Information Release Schedule
A chapter-by-chapter map of when the reader learns what, and through what mechanism.
What is an Information Release Schedule?
A mystery — in the broadest sense, not just the genre — works because the reader knows less than they want to. They are curious. They keep reading because the story has something they need and is not yet giving it to them.
But the release of information cannot be random. Too much too early collapses the tension. Too little too long loses the reader's trust. Information withheld without purpose feels like a cheat. Information released at the wrong moment lands without impact, because the reader had not yet built up enough context to feel its weight.
An Information Release Schedule is the author's solution to this problem. It maps, chapter by chapter: what does the reader learn here? How do they learn it? What do they now understand or suspect that they did not before?
The three columns
An Information Release Schedule has three components for each entry:
What is released — The specific piece of information the reader gains in this chapter. Not a vague gesture ("the reader learns more about the house") but a precise statement ("the reader learns that the children's deaths were recorded as fever, not as what actually killed them").
The mechanism — How the information reaches the reader. Discovery (they find something), Dialogue (a character tells them), or Evidence (physical proof is produced). The mechanism matters because it shapes the emotional texture of the revelation. A discovery feels different from a confession. Evidence is different from hearsay.
What the reader knows after — Not just what they learned, but what they now believe, suspect, or understand. This is the emotional and interpretive consequence of the release. "Starts to suspect Elowen was lying about the night of the fourteenth." "Now believes the archivist knew more than she admitted." This column captures what the revelation does, not just what it contains.
Why pacing revelations matters
The reader of any story is always in a state of partial knowledge. They know some things. They suspect others. They do not yet know enough to understand what they are in. A well-paced information release creates a specific reading experience: the reader is always slightly behind the truth, always just informed enough to want more, never so confused that they disengage.
A poorly paced release does one of two things. It front- loads — dumps too much information too early, leaving the reader informed but not curious, because there is nothing left to want. Or it withholds arbitrarily — keeps information from the reader not because the story is building toward something but because the author does not yet know how to release it. Readers feel the difference. Front-loading produces boredom. Arbitrary withholding produces frustration.
An Information Release Schedule forces the author to be deliberate. Every piece of information gets a chapter and a mechanism. Nothing is released by accident and nothing is withheld without reason.
Warning signs in an information release schedule
A gap of more than three chapters without a scheduled release is a pacing risk. The reader's curiosity has a half-life. If too many chapters pass without new information, the tension that has been built begins to dissipate.
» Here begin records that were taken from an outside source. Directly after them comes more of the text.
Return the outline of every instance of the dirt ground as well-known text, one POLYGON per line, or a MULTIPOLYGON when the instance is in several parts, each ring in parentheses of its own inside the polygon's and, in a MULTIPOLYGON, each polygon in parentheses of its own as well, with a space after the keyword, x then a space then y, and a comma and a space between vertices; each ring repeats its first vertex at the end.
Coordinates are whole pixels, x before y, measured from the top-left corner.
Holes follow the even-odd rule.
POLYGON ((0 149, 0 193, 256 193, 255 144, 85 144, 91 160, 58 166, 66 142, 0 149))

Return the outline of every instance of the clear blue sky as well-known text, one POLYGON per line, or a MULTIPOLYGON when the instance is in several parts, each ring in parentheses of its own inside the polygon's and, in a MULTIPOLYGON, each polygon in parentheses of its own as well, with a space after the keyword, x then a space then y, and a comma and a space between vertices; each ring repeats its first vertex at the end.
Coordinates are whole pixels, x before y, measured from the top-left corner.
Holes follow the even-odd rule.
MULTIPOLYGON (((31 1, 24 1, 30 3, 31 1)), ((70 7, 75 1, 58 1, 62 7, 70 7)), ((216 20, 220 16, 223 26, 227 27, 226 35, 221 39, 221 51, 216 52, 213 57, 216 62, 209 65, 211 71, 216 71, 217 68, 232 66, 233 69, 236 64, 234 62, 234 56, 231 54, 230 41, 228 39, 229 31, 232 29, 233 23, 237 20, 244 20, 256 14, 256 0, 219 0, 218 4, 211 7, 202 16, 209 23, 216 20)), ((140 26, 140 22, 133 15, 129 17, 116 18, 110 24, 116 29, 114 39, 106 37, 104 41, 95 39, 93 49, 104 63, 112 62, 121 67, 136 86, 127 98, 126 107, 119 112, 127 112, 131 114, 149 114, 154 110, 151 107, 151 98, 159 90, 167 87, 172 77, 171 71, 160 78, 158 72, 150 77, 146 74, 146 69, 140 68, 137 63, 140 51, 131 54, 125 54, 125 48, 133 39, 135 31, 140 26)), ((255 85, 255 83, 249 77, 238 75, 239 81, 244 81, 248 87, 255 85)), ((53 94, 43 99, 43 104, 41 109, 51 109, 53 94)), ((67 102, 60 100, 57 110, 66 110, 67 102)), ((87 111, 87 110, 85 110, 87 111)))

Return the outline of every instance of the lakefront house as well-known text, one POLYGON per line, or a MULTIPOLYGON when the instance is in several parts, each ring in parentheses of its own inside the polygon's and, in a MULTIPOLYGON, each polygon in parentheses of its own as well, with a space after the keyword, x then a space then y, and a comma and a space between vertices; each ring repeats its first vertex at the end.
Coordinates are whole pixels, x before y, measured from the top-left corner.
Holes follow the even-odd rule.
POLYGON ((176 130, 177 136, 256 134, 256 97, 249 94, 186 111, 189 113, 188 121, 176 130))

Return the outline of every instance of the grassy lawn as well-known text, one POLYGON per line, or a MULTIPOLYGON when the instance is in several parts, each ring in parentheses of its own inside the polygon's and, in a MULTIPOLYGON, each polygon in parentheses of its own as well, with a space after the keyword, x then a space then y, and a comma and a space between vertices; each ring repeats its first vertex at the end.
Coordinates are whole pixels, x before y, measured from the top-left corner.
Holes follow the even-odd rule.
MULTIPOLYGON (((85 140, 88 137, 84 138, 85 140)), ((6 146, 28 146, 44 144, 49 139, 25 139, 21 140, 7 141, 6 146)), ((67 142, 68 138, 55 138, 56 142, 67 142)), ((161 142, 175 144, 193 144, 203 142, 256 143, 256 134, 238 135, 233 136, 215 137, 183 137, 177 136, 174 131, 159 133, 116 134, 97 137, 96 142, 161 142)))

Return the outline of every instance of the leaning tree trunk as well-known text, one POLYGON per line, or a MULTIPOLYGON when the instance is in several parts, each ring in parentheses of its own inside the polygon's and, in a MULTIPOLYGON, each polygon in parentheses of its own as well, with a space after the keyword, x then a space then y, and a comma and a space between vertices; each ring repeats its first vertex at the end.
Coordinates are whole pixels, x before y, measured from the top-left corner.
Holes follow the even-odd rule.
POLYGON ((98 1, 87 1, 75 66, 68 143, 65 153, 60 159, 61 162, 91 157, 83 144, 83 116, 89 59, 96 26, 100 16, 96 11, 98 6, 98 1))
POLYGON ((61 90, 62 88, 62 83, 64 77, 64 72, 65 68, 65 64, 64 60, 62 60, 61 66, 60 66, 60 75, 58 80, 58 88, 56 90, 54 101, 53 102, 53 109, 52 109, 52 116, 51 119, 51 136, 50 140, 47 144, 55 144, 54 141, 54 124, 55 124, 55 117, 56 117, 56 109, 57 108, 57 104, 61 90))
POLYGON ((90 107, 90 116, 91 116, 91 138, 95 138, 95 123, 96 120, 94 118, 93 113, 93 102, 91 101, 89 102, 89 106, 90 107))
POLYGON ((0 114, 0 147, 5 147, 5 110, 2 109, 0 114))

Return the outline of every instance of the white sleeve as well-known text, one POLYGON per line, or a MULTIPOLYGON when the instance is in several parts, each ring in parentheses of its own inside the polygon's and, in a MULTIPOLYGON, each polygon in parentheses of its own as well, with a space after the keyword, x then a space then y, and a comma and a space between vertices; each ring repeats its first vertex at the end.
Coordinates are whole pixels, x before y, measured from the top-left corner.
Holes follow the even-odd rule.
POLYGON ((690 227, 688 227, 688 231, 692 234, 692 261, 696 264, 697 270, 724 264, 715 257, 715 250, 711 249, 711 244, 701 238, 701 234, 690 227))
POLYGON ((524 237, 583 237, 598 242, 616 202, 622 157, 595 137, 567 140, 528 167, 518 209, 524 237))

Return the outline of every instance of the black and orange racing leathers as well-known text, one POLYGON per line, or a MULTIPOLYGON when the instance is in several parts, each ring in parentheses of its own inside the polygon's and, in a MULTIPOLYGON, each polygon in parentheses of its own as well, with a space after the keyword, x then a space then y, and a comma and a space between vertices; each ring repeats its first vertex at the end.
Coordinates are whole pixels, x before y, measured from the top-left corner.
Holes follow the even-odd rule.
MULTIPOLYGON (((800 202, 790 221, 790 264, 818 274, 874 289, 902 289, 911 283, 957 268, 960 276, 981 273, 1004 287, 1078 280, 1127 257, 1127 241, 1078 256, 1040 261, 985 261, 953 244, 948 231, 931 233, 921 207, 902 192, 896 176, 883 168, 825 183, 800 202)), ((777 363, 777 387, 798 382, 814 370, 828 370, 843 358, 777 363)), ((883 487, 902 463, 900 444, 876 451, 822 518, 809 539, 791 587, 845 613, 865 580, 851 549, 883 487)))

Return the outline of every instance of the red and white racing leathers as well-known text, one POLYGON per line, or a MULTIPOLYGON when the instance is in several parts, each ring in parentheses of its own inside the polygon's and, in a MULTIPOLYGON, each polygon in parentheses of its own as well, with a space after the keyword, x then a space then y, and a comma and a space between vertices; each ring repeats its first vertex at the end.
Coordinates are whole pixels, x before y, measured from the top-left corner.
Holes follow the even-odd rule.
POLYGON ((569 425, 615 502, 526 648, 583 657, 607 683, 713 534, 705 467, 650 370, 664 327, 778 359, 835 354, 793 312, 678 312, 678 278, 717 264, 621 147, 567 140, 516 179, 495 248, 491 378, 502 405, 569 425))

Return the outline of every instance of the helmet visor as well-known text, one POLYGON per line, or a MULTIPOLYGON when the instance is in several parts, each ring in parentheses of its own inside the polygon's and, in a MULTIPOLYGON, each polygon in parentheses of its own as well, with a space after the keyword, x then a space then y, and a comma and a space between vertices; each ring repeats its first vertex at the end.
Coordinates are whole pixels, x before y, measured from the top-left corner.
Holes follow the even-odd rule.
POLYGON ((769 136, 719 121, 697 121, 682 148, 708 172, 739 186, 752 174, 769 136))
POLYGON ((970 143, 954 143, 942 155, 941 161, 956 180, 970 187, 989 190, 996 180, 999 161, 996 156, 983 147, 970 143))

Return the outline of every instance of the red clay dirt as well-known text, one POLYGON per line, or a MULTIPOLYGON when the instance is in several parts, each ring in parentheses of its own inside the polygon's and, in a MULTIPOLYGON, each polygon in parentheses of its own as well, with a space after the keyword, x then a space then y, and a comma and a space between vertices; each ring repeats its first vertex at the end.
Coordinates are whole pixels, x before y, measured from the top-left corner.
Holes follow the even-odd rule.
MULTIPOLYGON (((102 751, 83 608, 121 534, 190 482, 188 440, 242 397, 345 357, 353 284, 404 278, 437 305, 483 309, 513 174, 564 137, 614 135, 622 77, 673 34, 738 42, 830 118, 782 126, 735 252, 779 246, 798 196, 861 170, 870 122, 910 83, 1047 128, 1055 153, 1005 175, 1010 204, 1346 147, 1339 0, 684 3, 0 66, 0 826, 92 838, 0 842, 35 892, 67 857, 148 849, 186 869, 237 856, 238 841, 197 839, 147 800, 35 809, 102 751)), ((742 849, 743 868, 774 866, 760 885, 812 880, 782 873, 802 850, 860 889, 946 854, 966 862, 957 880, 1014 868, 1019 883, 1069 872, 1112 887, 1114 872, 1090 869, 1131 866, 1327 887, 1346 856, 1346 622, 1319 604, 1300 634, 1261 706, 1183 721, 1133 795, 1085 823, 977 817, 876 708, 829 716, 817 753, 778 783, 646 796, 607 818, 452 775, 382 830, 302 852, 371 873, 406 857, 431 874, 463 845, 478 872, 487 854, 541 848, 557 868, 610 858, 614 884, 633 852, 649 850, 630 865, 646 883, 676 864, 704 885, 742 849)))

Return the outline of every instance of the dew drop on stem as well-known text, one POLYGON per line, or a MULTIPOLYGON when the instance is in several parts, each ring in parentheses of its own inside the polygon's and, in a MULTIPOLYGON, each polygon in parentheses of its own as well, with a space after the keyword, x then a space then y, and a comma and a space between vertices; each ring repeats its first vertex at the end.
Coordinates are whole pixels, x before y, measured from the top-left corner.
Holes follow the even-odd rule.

A release scheduled for the final chapter is a structural risk. The ending is not the place for new information — it is the place for the reader to feel the weight of what they already know. A revelation in the last chapter requires the reader to reprocess everything they have read in the time it takes to read a few pages. This rarely works as well as the author intends.
How Bespoke Books uses it
In the Bespoke Books Composer, the Information Release Schedule appears at the bottom of the Revelations tab as a table. Each row is one release: a chapter number, what is released, the mechanism (a dropdown: discovery, dialogue, evidence), and what the reader knows after. The system automatically warns when there is a gap of more than three chapters without a scheduled release, and when no release is scheduled for the penultimate or final chapter. The auto-suggest feature generates a draft schedule from the Hidden History, character knowledge fields, and plot shape.